London, UK (February 10, 2016)—The long-running Pokémon franchise shows no sign of stopping, and while it is well-established in games, video and merchandise, it’s now making inroads into musical realms as well, as proven by the recent European premiere of Pokémon Symphonic Evolutions, performed by the Royal Philharmonic Concert Orchestra at the Eventim Apollo Hammersmith in London.
“The brief was to create a big film score soundtrack feel to the production, so close miking of all the instruments was the order of the day,” said FOH engineer, Ian Barfoot, who used an Allen & Heath dLive digital mixing system, built around an S7000 Control Surface with DM64 MixRack, utilizing approximately 70 physical inputs; all of this fed the house speaker system—an L-Acoustics K2 system.
The event required around 90 microphones, most of which were placed on the Royal Philharmonic Concert Orchestra, which consists of 38 strings, nine woods, six French horns, eight brass, percussion, harp and piano. Additionally, there were six tracks of audio from the video content and two vocal mics for the presenters.

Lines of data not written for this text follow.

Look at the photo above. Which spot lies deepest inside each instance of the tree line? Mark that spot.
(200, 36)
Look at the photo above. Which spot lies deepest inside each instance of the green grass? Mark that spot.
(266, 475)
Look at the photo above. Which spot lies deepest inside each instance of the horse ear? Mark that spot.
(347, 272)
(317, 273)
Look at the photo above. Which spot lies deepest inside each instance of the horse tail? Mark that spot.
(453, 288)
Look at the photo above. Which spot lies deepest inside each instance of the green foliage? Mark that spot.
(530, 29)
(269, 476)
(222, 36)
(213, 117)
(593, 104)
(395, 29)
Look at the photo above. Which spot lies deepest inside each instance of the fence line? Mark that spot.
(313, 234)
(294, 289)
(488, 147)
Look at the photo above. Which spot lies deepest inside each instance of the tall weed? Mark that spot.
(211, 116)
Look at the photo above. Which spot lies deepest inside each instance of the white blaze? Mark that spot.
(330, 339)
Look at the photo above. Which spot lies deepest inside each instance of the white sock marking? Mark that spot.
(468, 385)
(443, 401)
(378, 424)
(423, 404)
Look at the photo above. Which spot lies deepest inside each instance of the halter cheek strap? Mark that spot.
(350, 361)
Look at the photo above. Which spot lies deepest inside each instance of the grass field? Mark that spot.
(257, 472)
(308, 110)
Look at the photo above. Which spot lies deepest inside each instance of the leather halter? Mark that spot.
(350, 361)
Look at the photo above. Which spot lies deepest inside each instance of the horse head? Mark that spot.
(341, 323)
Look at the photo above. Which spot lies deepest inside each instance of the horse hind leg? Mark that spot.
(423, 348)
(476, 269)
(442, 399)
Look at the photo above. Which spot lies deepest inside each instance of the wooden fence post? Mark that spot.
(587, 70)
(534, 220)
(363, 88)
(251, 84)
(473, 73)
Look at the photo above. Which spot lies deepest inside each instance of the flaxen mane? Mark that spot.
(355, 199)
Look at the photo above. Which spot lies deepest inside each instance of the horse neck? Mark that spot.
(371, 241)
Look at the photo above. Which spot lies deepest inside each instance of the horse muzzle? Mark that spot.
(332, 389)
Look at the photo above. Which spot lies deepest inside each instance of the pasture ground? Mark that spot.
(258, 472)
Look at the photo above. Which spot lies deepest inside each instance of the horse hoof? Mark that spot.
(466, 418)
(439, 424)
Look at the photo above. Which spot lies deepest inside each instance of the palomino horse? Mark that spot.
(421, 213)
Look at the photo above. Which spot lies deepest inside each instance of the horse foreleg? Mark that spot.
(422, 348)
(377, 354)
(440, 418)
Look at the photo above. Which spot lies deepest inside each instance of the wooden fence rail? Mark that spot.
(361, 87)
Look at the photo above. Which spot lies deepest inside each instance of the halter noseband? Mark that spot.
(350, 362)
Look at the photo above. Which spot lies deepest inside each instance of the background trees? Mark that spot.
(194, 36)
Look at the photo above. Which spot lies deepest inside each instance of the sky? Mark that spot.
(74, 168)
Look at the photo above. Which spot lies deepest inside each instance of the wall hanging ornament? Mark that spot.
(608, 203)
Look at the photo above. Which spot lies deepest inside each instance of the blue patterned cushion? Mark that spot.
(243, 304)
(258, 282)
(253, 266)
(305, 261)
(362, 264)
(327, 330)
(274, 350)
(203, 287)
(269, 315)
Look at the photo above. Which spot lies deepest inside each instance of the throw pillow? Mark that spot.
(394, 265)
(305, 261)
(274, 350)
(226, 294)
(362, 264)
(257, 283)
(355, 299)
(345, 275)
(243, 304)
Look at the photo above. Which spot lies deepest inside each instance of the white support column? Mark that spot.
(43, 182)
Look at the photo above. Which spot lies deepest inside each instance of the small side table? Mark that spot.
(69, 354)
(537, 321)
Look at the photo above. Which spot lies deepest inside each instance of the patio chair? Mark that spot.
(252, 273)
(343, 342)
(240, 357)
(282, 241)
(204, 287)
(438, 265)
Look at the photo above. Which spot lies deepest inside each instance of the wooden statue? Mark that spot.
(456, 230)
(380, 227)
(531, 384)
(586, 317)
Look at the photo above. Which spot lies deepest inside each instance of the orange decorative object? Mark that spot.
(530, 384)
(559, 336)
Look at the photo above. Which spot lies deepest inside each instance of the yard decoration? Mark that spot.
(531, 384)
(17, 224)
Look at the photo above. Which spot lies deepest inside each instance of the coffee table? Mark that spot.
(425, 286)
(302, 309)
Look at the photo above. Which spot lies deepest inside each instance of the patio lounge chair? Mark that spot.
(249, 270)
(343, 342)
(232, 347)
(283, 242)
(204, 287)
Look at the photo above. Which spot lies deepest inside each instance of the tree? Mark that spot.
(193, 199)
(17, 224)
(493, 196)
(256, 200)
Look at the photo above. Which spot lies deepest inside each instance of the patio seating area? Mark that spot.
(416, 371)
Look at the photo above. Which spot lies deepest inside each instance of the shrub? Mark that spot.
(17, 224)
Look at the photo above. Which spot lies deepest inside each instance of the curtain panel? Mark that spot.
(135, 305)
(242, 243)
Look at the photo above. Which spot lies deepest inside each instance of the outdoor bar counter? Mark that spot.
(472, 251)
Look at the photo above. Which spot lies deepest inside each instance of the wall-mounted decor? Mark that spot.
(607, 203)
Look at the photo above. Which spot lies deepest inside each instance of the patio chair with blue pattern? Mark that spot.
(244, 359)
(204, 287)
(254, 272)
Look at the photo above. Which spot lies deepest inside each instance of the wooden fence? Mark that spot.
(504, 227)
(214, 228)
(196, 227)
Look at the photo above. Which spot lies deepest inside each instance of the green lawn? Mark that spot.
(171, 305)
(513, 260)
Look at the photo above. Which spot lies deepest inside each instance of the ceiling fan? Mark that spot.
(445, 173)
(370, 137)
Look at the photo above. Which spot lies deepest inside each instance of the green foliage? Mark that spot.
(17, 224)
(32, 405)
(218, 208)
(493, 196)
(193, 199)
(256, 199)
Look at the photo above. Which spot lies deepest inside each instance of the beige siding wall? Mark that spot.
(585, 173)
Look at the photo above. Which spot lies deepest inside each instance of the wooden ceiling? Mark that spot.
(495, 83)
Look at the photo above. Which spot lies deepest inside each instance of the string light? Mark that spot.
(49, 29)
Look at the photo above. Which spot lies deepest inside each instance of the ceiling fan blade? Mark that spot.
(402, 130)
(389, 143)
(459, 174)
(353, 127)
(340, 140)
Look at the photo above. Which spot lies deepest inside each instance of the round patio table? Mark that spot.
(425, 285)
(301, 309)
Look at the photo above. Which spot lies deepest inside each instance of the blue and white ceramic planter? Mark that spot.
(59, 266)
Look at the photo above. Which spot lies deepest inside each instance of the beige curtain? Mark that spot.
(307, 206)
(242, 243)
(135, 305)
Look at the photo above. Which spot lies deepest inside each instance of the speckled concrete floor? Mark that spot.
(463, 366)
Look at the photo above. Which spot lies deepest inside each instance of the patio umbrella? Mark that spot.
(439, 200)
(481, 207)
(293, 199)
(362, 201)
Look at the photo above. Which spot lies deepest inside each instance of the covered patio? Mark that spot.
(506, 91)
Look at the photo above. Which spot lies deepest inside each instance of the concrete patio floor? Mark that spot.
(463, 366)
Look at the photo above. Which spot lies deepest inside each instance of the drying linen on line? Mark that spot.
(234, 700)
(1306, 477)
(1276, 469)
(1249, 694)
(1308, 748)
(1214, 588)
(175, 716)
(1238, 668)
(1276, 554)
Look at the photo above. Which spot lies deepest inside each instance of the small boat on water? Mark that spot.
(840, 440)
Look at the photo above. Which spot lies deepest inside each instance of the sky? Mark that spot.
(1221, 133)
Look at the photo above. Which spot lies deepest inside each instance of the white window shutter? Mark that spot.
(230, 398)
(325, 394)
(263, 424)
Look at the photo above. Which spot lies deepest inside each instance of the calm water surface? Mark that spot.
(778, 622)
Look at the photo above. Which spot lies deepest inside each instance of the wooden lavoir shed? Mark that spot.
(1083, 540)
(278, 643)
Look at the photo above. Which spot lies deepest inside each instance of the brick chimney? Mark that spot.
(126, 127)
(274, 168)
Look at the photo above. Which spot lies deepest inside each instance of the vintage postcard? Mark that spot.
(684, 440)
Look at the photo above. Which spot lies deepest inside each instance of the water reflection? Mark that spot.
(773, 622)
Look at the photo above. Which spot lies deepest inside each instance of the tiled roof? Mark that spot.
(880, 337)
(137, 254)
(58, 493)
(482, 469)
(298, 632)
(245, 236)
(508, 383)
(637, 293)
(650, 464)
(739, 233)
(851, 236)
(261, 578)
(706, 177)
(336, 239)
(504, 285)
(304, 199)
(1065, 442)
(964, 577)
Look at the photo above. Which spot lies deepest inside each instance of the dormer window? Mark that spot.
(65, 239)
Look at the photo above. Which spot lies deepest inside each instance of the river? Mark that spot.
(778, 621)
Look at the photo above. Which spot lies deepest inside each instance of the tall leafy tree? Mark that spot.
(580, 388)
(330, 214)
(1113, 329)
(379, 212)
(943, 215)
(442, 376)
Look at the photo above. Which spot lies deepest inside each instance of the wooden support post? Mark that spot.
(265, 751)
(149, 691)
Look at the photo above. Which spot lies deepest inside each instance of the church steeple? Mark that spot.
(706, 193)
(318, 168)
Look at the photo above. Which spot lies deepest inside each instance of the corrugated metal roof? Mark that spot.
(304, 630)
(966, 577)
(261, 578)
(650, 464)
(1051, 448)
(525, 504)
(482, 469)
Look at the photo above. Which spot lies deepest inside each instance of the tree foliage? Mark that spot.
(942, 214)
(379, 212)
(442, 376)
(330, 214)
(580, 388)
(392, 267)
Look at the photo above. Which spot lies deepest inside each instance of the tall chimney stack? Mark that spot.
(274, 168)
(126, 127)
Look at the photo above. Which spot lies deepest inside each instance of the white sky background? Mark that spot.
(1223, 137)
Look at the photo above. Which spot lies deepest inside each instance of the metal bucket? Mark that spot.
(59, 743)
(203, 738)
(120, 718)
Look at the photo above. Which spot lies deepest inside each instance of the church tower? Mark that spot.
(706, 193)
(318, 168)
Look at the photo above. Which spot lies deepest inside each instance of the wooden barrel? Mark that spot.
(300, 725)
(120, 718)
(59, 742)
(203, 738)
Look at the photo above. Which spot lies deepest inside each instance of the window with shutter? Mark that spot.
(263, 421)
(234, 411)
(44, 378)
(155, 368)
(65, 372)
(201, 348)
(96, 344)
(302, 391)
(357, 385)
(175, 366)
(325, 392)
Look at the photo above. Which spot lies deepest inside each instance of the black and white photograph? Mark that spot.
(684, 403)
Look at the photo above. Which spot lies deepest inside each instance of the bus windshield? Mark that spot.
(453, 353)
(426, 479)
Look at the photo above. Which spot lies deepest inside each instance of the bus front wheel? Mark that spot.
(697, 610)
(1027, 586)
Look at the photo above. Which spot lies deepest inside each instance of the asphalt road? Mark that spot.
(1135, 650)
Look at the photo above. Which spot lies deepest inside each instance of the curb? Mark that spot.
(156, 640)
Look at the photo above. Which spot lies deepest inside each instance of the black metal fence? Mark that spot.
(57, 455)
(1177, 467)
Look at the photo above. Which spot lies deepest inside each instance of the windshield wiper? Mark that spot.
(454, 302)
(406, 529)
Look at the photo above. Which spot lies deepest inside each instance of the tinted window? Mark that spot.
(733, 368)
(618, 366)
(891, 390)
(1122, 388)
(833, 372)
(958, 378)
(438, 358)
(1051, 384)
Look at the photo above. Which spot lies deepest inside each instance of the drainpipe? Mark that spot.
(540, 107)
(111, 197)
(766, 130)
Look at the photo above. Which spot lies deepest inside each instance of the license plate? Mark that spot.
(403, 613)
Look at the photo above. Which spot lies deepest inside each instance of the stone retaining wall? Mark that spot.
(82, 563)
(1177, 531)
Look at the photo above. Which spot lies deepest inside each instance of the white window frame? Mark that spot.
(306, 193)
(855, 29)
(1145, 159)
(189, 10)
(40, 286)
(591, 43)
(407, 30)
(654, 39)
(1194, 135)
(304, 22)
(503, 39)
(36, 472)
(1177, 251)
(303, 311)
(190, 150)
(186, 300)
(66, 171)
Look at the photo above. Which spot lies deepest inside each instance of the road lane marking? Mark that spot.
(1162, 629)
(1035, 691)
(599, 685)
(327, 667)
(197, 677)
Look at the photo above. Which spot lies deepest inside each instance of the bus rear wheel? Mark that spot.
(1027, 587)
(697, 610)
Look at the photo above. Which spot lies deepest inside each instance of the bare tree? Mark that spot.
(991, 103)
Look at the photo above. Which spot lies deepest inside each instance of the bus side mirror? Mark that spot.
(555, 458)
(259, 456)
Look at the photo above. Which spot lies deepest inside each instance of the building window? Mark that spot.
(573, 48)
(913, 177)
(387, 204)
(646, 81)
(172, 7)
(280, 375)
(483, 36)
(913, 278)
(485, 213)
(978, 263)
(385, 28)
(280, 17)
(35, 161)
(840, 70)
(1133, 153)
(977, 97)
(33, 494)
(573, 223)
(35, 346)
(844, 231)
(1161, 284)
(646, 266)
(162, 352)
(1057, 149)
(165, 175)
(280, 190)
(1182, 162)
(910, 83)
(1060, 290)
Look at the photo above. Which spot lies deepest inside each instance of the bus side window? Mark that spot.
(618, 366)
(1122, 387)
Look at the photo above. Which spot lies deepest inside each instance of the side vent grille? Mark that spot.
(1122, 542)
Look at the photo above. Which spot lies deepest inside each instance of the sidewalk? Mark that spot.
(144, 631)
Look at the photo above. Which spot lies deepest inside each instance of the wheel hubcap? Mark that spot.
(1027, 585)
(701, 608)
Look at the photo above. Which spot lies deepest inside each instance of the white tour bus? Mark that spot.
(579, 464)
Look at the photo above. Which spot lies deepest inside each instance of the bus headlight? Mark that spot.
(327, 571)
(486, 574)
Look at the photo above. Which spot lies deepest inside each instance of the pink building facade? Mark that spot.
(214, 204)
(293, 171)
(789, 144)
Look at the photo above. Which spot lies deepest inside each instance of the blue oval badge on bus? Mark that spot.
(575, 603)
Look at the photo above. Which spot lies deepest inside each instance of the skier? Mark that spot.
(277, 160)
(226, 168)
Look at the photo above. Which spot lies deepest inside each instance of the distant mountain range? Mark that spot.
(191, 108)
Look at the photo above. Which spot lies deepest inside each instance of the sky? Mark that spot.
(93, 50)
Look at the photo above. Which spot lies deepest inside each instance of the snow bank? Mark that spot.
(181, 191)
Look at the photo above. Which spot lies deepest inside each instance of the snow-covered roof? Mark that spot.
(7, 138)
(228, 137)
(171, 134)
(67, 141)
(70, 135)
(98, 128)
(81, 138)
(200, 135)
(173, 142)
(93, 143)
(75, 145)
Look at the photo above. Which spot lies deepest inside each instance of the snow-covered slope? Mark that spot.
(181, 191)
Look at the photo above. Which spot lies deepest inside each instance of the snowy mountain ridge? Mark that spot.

“My first impressions of the desk was the stunning mic amp, which is very analog in nature but with amazing detail and clarity. Listening to a single source is one thing, but as you add more signals to the mix, sometimes it can start to blur; not in this case—as each section of the orchestra was added to the mix, the warmth and lushness came but the individual clarity and detail could still shine through when required,” said Barfoot.